Tight hip flexors need a multi-pronged attack of strengthening and stretching to fix them. Here are three exercises to help you fix your tight hip flexors.
The Smart Hip Flexor Stretch
Most people who perform the hip flexor stretch mean well but are misguided. People will stretch for days, weeks and even months, and wonder why their hips are still tight. I believe that if you haven’t seen some sort of positive gain from a stretch or corrective exercises, you are wasting your time. You would be better off doing something else or maybe you just aren’t doing it right, and that could certainly be the case with the traditional hip flexor stretch.
The above photo shows how most people think you should stretch your hip flexors. The first mistake is lumbar hip extension, leading to anterior pelvic tilt. Then as people “lunge” further into the stretch, they may feel the stretch on the front of the hip, but it may not actually be stretching the tissues that we want. What it may actually be doing is putting stress on the anterior portion of the hip joint. That feeling of a stretch may actually be the hip flexor muscles firing to help provide stability to the hip as you stretch the actual joint itself.
Here is the proper way to stretch your hip flexors
- Assume half-kneeling position.
- Contract your glute on the down leg to create posterior pelvic tilt. At this point you may now feel an adequate stretch on the muscle.
- “Pull your ribs down” or contract your anterior core to further stabilize your pelvis.
- Lunge slightly forward about an inch or two to further increase the intensity of the stretch.
Here’s a photo of how a proper hip flexor stretch should look:
The Dead-Bug Hip Flexor March
Stretching will only attack the tightness of the muscle group. To significantly improve the issue, you must also fix your anterior core strength—an issue that is likely contributing to your tight hip flexors. A weak anterior core can lead to anterior pelvic tilt, causing the hip flexors to become tight as they pull the pelvis anteriorly.

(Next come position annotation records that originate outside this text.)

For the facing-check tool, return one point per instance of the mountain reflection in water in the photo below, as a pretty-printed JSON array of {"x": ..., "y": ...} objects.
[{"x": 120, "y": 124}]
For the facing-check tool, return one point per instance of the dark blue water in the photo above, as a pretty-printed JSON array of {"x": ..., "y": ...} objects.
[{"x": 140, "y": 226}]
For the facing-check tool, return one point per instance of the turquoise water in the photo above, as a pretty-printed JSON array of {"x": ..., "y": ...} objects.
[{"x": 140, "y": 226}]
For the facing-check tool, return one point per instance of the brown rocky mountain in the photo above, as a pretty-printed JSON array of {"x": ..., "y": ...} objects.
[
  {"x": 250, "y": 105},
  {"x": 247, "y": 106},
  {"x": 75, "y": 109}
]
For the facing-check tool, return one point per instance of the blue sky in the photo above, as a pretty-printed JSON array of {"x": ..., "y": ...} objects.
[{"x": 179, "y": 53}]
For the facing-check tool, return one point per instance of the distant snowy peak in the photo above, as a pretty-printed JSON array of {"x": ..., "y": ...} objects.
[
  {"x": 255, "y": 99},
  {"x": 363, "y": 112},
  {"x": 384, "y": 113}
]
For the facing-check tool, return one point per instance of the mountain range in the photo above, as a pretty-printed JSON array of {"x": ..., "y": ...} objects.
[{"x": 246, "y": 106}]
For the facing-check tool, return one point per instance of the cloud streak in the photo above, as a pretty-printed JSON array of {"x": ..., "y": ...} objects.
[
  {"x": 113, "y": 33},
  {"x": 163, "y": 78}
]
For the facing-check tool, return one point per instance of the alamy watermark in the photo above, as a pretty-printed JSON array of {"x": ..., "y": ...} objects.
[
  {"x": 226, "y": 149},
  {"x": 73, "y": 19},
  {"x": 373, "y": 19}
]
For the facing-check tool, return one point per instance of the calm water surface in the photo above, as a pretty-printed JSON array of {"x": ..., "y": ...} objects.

One of my favorite anterior core exercises is the Dead Bug, and adding a miniband into the mix is a great way to integrate anterior core control while strengthening the hip flexors. Adding the miniband places an isometric demand on the hip flexor as you press out against the band with the other leg.
- Lie on your back with your knees and hips bent at 90 degrees with a miniband around your feet.
- “Flatten” your back to the ground. You should feel your anterior core contract in this position.
- Slowly press out against the band with one leg while maintaining position of the other leg.
- Return back to start position and repeat.
The Straight-Leg Hip Bridge with Mini-Band March
The anterior core does not act alone in helping to maintain a neutral pelvis. The glutes also help to posteriorly tilt the pelvis.
The Straight-Leg Hip Bridge with Mini-Band March works the entire core in unison. The hip flexors are worked here but in a concentric manner as you actively flex the hip.
- Start this exercise in a supine position with your feet propped up on a bench, small step or even a foam roller.
- Squeeze your glutes while also contracting your anterior core to lift your hips off the floor.
- Maintain a straight alignment of the body.
- Perform Hip Flexor March.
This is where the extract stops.